The Palike, he adds, needs to invest on the geographical mapping. “Models such as the Centre’s Integrated Disease Surveillance System is already there. However, this information is not mapped.”

Coordination lapses

But this holistic, comprehensive approach mandates well-structured inter-departmental coordination, an area where the city has been seriously found wanting. “The Palike and the Health & Family Welfare departments work independently with absolutely no coordination,” notes Vijayakumar S Seethappa, co-convenor, Karnataka Janarogya Chaluvali.

The two agencies are mandated to ensure good water quality and sanitation. “They are supposed to be quality regulators. But the Palike health setups are all understaffed. Doctors have no support staff. When there is an outbreak , they do fire-fighting. There is a complete collapse of the system,” says Seethappa.
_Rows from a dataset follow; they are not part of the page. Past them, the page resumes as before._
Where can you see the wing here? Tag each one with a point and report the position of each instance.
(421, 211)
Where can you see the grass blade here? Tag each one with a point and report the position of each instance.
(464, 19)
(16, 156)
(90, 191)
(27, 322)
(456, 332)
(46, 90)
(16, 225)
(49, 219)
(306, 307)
This systemic collapse is too apparent. Open plastic tanks, coconut shells, exposed concrete tanks and ripped tyres are everywhere, letting water stagnant and help mosquitoes breed. Indoor plant containers with stagnant excess water could also turn deadly if mosquitoes are not deterred by window mesh nets.

Garbage link

A clear lack of a systematic garbage disposal system in residential areas across the city could aggravate the crisis.

Since door-to-door collection and segregation of source have largely remained slogans with mighty loopholes, garbage black spots have mushroomed all over. Once the rains intensify, these garbage mounds are destined to turn disease-generating cesspools.

Incomplete storm water drain desilting work could also worsen the scene. Several stretches have been left untouched both in the city’s core and the periphery.

Residents say the least that the Palike could do is to undertake fogging of the drains at regular intervals. But fogging operations, always inadequate, have virtually disappeared from the city.

As if these silted, encroached drains were not bad enough, garbage – truckloads of abandoned plastic containers – are dumped into stagnant sewage pits. Even a light rain fills the small containers, dramatically altering the health status of all areas on either side of the drain network.

Medicine stocks

The city does have a wide network of private clinics to share the BBMP’s burden. But they come at a cost too high for the urban poor.

On the drug availability too, the concerns are aplenty, as Seethappa informs. “The distribution of medicine is very unscientific. The same stock goes to every district regardless of the season,” he notes.

Patients are often left to fend for themselves as health centres declare medicine shortages. “The government should stock medicines based on seasonal and geographical demands,” suggests Seethappa.

“Any lapse will only leave the poor patients at the mercy of the private sector. Their out-of-pocket expenses will be immense.”